Сцена, которая имела место сейчас, здесь, у его скорбного ложа, даже забавляла Кента. Юмор довольно мрачный, но и сейчас, в эти последние отпущенные ему часы, Кент сумел оценить его. И раньше жизнь представлялась ему, в известном смысле, шуткой, очень серьезной, но все-таки шуткой, этаким капризом Великого Судии, который решил разыграть все человечество. И в эту мрачную и трагическую минуту счет, который выставила Кенту жизнь, покидая его, был самой большой шуткой, выпавшей на его долю. Изумление на лицах людей, которые взирали на него, недоверие, которое сквозило в их глазах, ужас, скрываемый, но все же прорывающийся временами, напряженные взгляды, плотно сжатые губы — все это еще более усиливало то, что в других обстоятельствах называлось бы «драматическим эффектом» его последнего большого приключения.
Он не холодел при мысли о смерти; она не вселяла в него страх, не вызывала дрожи в голосе. За все тридцать шесть лет Кенту ни разу не довелось испытать ужаса от сознания, что однажды ему придется расстаться с обычной человеческой привычкой — дышать. За эти годы, значительную часть которых он провел в местах далеких от цивилизации, Кент создал свою собственную философию, выработал собственный взгляд на вещи, который он держал при себе, не пытаясь навязать другим людям. По мнению Кента, на земле не было ничего дешевле жизни. Все прочее было отпущено в ограниченном количестве.
Так много кругом воды и суши, так много гор и равнин, достаточно квадратных футов земли, на которой нам жить и в которой нас похоронят. Все можно измерить, посчитать, учесть — кроме жизни.

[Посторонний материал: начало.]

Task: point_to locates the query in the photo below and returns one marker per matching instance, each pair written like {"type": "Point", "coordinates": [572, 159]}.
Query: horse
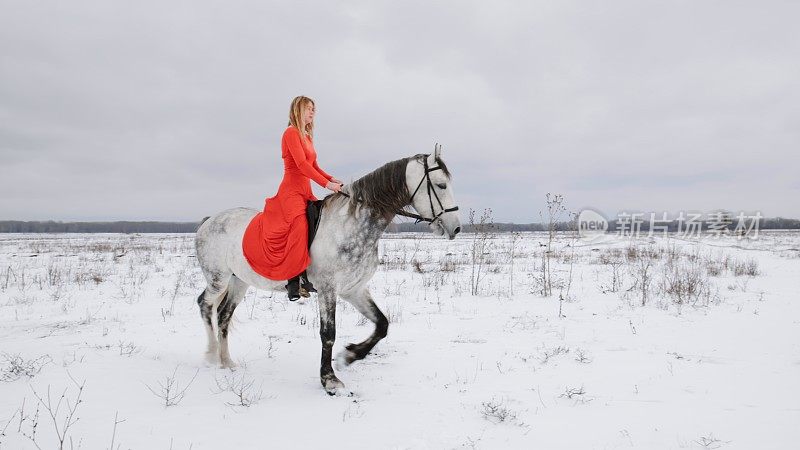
{"type": "Point", "coordinates": [344, 253]}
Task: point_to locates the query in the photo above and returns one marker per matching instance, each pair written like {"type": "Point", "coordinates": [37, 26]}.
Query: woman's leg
{"type": "Point", "coordinates": [297, 254]}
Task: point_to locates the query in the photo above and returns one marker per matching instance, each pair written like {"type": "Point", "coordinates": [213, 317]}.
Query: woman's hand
{"type": "Point", "coordinates": [334, 186]}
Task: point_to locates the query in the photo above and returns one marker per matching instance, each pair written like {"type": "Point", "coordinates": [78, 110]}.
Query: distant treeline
{"type": "Point", "coordinates": [16, 226]}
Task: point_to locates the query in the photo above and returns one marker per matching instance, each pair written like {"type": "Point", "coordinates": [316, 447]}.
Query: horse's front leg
{"type": "Point", "coordinates": [366, 306]}
{"type": "Point", "coordinates": [327, 333]}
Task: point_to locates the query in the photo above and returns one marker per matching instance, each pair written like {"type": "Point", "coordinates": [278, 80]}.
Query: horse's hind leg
{"type": "Point", "coordinates": [208, 301]}
{"type": "Point", "coordinates": [235, 294]}
{"type": "Point", "coordinates": [363, 302]}
{"type": "Point", "coordinates": [327, 334]}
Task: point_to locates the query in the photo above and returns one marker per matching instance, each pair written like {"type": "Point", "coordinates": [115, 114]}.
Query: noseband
{"type": "Point", "coordinates": [427, 178]}
{"type": "Point", "coordinates": [429, 184]}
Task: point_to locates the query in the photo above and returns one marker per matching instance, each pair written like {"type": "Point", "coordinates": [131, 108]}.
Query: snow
{"type": "Point", "coordinates": [500, 369]}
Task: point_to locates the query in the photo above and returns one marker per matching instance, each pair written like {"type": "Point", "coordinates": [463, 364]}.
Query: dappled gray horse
{"type": "Point", "coordinates": [344, 253]}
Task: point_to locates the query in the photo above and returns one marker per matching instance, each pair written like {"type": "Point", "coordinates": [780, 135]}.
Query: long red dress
{"type": "Point", "coordinates": [275, 242]}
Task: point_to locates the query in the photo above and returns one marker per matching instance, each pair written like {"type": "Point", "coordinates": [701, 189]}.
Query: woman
{"type": "Point", "coordinates": [276, 240]}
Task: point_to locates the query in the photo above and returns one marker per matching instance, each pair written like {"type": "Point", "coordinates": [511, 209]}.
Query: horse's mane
{"type": "Point", "coordinates": [383, 191]}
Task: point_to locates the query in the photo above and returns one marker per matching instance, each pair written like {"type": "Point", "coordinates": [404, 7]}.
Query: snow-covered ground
{"type": "Point", "coordinates": [711, 360]}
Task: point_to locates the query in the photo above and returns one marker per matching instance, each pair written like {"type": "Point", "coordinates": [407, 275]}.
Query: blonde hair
{"type": "Point", "coordinates": [295, 110]}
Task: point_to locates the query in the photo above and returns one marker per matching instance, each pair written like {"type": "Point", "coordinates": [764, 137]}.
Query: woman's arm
{"type": "Point", "coordinates": [322, 172]}
{"type": "Point", "coordinates": [292, 136]}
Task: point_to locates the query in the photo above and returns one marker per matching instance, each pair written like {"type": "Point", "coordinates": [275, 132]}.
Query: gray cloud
{"type": "Point", "coordinates": [173, 111]}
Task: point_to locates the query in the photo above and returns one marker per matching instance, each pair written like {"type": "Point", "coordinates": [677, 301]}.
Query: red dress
{"type": "Point", "coordinates": [275, 242]}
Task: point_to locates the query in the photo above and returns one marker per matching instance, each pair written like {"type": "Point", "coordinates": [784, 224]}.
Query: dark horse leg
{"type": "Point", "coordinates": [208, 301]}
{"type": "Point", "coordinates": [327, 333]}
{"type": "Point", "coordinates": [236, 292]}
{"type": "Point", "coordinates": [364, 303]}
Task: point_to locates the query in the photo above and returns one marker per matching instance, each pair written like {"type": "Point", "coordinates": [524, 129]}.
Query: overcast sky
{"type": "Point", "coordinates": [165, 110]}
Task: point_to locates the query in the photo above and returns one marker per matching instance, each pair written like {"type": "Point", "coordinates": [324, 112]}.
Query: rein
{"type": "Point", "coordinates": [430, 188]}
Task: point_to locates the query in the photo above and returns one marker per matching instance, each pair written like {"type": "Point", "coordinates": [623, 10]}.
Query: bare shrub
{"type": "Point", "coordinates": [685, 282]}
{"type": "Point", "coordinates": [241, 387]}
{"type": "Point", "coordinates": [170, 391]}
{"type": "Point", "coordinates": [748, 267]}
{"type": "Point", "coordinates": [496, 412]}
{"type": "Point", "coordinates": [62, 419]}
{"type": "Point", "coordinates": [15, 367]}
{"type": "Point", "coordinates": [482, 231]}
{"type": "Point", "coordinates": [548, 354]}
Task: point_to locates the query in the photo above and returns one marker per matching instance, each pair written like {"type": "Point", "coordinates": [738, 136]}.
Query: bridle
{"type": "Point", "coordinates": [429, 185]}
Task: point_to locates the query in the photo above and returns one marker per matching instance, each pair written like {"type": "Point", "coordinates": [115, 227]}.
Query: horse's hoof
{"type": "Point", "coordinates": [212, 357]}
{"type": "Point", "coordinates": [344, 358]}
{"type": "Point", "coordinates": [227, 363]}
{"type": "Point", "coordinates": [333, 386]}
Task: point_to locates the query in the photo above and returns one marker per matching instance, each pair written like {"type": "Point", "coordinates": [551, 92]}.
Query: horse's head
{"type": "Point", "coordinates": [431, 190]}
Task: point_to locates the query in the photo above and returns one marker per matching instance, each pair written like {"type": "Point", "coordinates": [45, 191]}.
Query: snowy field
{"type": "Point", "coordinates": [658, 343]}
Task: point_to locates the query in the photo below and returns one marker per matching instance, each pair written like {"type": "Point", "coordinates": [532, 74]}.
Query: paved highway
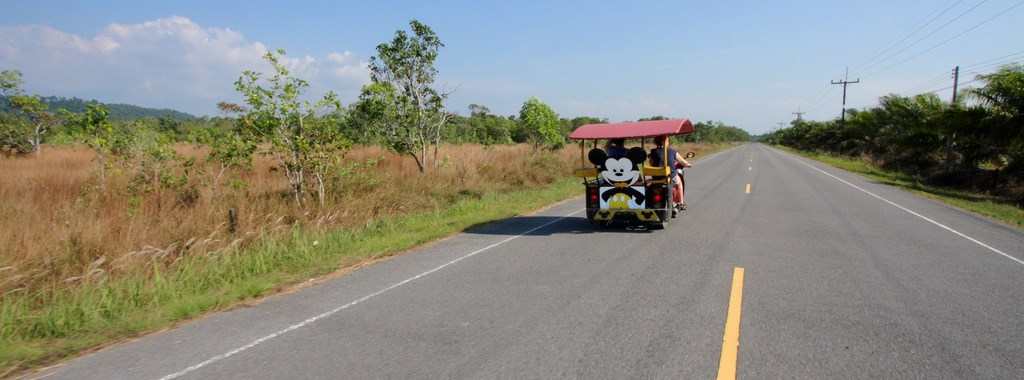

— Дайте им время, — говорил он, — и одна пара человеческих особей расплодится на всю вселенную.
А так как нет ничего дешевле жизни, то по его философии выходило, что и расставаться с ней в случае надобности легче легкого.
Все это говорится только для того, чтобы лишний раз подчеркнуть, что ни в этот момент, ни когда-либо ранее Кент не испытывал страха смерти. Не следует, однако, думать, что он дорожил жизнью меньше, чем человек в соседней палате, которому за пару дней до того ампутировали гангренозный палец, и он бился, как сумасшедший, пока не уснул под наркозом. Никто так не любил жизнь, как Кент. Никто не был к ней ближе, чем он.
Он любил ее страстно. Мечтатель, вечно ждущий чего-то — неважно, сбывались его мечты или нет, — он был оптимистом, он любил солнце, луну и звезды, поклонялся лесам и горам. И все же этот человек, любивший жизнь и не боявшийся сражаться за нее, готов был без вздоха расстаться с жизнью, когда судьбе угодно будет потребовать ее назад.